What will you be doing?
Synthesia are expanding their ML Platform team to supercharge large model training on PB scale datasets and are looking for an outstanding Senior DataOps Engineer to join their team to manager their audio and video data platform.
The ideal candidate will be responsible for ensuring the efficient architecture, operation and maintenance of this platform, including data ingestion, processing, storage, and retrieval.
They will work closely with cross-functional teams to implement best practices in data management, monitor system performance, troubleshoot issues, and optimize workflows to support data analysis and application development.

What will you be doing?

  • Data Ops for data management, versioning, usage tracking, logging.

  • Setup of a data-lake and data transform pipelines for large scale audio-visual datasets.

  • Integration of 3d party annotation services for continuous data annotation and active learning.

  • Setup of metadata stores and APIs to access data-sets on demand for ML training.

  • Support for data streaming to train large models.
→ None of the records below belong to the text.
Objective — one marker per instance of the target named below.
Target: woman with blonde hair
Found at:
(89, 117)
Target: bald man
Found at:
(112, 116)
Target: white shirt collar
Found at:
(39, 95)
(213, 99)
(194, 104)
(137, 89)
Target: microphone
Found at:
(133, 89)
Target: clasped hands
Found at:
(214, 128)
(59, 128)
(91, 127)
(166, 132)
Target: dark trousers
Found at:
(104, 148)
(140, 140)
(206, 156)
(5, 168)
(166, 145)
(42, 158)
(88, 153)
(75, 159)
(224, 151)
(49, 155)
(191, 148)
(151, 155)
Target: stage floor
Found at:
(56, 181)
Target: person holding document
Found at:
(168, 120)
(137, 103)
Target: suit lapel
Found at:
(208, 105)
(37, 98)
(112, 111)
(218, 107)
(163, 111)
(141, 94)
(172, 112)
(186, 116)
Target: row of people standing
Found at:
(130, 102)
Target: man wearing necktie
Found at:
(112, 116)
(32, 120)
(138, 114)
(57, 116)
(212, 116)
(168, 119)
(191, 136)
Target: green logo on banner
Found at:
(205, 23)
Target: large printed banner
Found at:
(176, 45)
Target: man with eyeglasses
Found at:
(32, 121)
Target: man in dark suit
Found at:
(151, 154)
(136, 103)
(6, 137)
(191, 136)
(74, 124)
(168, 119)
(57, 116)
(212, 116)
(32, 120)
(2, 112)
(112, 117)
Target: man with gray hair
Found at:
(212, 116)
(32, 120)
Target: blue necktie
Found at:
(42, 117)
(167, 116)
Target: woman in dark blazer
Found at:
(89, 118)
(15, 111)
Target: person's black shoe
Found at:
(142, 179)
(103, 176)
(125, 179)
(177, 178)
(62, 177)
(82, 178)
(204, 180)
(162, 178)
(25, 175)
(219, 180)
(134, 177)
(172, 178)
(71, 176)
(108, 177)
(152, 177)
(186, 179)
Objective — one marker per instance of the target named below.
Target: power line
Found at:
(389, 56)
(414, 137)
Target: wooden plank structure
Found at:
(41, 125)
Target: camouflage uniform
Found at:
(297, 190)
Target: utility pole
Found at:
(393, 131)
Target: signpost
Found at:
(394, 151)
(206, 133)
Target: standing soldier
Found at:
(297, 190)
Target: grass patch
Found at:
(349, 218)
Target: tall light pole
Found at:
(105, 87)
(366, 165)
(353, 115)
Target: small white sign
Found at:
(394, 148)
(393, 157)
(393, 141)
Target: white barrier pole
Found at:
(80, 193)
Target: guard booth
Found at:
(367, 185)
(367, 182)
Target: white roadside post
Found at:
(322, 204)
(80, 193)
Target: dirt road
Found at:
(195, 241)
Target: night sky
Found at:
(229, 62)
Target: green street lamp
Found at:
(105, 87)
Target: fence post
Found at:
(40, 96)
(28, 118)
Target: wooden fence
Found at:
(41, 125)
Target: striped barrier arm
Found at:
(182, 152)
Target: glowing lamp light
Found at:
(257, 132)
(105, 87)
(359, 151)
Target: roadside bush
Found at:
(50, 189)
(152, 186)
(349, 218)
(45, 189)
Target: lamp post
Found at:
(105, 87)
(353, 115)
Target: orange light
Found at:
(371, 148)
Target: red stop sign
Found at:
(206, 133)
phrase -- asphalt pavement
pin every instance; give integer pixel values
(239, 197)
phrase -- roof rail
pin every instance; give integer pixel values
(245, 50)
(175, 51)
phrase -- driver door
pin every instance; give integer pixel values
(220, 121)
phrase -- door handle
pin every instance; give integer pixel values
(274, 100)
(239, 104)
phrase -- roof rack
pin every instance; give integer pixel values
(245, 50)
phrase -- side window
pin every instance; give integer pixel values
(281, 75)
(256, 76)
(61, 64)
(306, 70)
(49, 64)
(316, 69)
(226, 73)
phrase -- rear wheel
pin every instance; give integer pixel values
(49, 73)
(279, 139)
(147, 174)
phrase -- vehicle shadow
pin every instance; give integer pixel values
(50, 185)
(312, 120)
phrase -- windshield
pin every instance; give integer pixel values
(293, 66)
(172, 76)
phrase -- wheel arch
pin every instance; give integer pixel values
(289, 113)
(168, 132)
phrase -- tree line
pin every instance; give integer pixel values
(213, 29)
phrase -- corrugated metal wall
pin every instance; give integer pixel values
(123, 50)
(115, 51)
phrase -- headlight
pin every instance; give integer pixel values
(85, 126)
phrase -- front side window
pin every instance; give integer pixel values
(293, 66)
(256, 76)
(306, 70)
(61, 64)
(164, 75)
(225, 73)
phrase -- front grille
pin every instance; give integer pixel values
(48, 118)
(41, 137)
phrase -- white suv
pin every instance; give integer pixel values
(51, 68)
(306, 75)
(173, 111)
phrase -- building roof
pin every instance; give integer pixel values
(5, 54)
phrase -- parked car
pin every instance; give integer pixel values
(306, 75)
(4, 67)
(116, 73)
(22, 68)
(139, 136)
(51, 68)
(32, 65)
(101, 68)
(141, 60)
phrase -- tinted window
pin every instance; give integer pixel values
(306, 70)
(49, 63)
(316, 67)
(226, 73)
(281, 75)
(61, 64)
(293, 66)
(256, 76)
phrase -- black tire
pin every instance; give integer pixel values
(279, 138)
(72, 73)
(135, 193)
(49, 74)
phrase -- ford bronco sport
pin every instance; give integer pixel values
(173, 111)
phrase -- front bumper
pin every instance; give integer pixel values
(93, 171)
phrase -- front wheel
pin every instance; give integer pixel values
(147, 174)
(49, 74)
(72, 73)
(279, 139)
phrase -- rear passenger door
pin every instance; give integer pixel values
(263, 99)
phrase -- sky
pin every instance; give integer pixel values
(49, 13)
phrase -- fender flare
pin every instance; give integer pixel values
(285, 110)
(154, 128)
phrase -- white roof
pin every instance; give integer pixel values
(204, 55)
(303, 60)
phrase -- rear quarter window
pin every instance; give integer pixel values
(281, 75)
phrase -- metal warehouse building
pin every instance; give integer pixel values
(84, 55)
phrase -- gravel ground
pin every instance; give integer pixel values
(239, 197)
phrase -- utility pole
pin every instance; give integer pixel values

  • Data pipelines - deploy custom ML data transformations, working with our ML team.

  • Data access - create transient data-sets on demand to support ML model training.

  • Data tracking - usage tracking and monitoring across all data sources.

  • Establish the workflow for continual data delivery and annotation.

Who are you?

  • 5+ years minimum experience in Data Engineering / Data Ops / Data Science.

  • Been involved in managing large scale datasets not just one-off data collection tasks, you have seen continuous data collection.

  • Been responsible for setting up data ops (ingest / storage / transform / access) endto-end for multiple teams.

  • Seen audio/video data and understand managing audio/video data at PB scale.

  • Experience with Streaming / Batch Data Pipelines (Airflow, Apache Beam, Spark etc.).

  • Experience with event-driven systems.

  • Experience in handling heterogeneous types of data (e.g. audio / text / video / tabular data).

  • Experience with any type of RDBMs (Relational Database Management Systems).

  • Outstanding communication skills.

Benefits

  • You will be compensated well (salary + stock options + bonus)

  • Your will get Private Health Insurance

  • You will work in a hybrid setting with an office in London

  • You get a cycle to work salary sacrifice scheme to commute to the office

  • You get 25 days of annual leave + public holidays

  • You will join an established company culture with regular socials and company retreats

  • You can participate in a generous referral scheme

  • You will have huge opportunities for your career growth